Aujourd’hui, pour Bretécher, les choses sont moins évidentes. Elle a connu des problèmes de santé, a vu beaucoup d’amis chers partir (dont le dessinateur Gérard Lauzier). Elle qui, à la cinquantaine, disait « vieillir est une liberté formidable »
a changé d’avis : « C’est une merde totale, oui ! Les vieilles mentent : je lis des papiers sur Gréco, Groult [Benoîte, ndlr] ou d’autres qui disent ne jamais penser à la mort. Moi, j’y pense tous les jours, je suis obsédée par ça. Plutôt à celles de gens que j’ai connus. J’ai plusieurs camarades qu’ont tendance à ficher le camp. C’est extrêmement désagréable ! »

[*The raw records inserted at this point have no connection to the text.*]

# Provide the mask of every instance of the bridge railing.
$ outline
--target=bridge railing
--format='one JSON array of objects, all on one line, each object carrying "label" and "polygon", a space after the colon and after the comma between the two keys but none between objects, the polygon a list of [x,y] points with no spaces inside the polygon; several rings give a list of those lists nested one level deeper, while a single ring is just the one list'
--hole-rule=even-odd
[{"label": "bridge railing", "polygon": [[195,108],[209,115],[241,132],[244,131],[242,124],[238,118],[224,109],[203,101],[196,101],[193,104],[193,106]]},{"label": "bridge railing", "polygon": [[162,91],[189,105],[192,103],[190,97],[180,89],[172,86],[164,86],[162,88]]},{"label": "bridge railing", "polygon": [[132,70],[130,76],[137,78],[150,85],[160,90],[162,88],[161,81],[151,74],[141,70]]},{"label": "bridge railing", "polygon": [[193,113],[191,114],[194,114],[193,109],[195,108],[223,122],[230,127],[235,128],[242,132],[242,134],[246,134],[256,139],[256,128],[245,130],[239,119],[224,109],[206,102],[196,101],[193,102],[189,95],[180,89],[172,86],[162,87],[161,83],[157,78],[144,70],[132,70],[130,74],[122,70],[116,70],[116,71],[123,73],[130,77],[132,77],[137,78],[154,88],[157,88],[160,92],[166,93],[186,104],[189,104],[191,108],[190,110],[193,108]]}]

Depuis 2001, Bretécher n’a plus créé de personnages. Elle a peint, s’est occupée de sa boîte d’édition. Pourtant, on rêve de lire de nouveaux Frustrés. Que pourraient-ils bien se raconter en 2011 ? On en frétille d’avance, mais ça semble mal barré : « Ah non ! Je n’ai aucune envie de piger cette époque, j’ai l’impression d’être en survie dans un monde que je ne comprends pas et, d’ailleurs, je tiens à ne rien comprendre parce que j’en ai marre. » Elle évoque même la possibilité de se retirer dans un couvent, « une copine de mon fils m’a dit que, maintenant, les bonnes sœurs picolaient. » C’est sûr, ça doit être chouette. Mais au détour d’une phrase anodine, elle se lâche : « Pour ne rien vous cacher, j’ai un plan, une intention de repartir, car quand je ne travaille pas, je m’emmerde. Mais ce n’est qu’une intention ! » Croisons les doigts, et pour vous encourager Claire, sachez que vous faites le bonheur de tous, même – ne vous en déplaise ! – celui de la « gauchiste » Arlette Laguillier : « J’aimais beaucoup Les Frustrés. Elle y décrivait très bien les travers de ce milieu qui n’avait aucun problème de fin de mois. […] Vous savez, mes amis de Lutte ouvrière adorent Bretécher. Ils m’ont fait découvrir Agrippine, et je n’ai pas été déçue ! » Alors Claire, Causette a-t-elle réussi à vous convaincre que ce monde a besoin de vos yeux clairs ?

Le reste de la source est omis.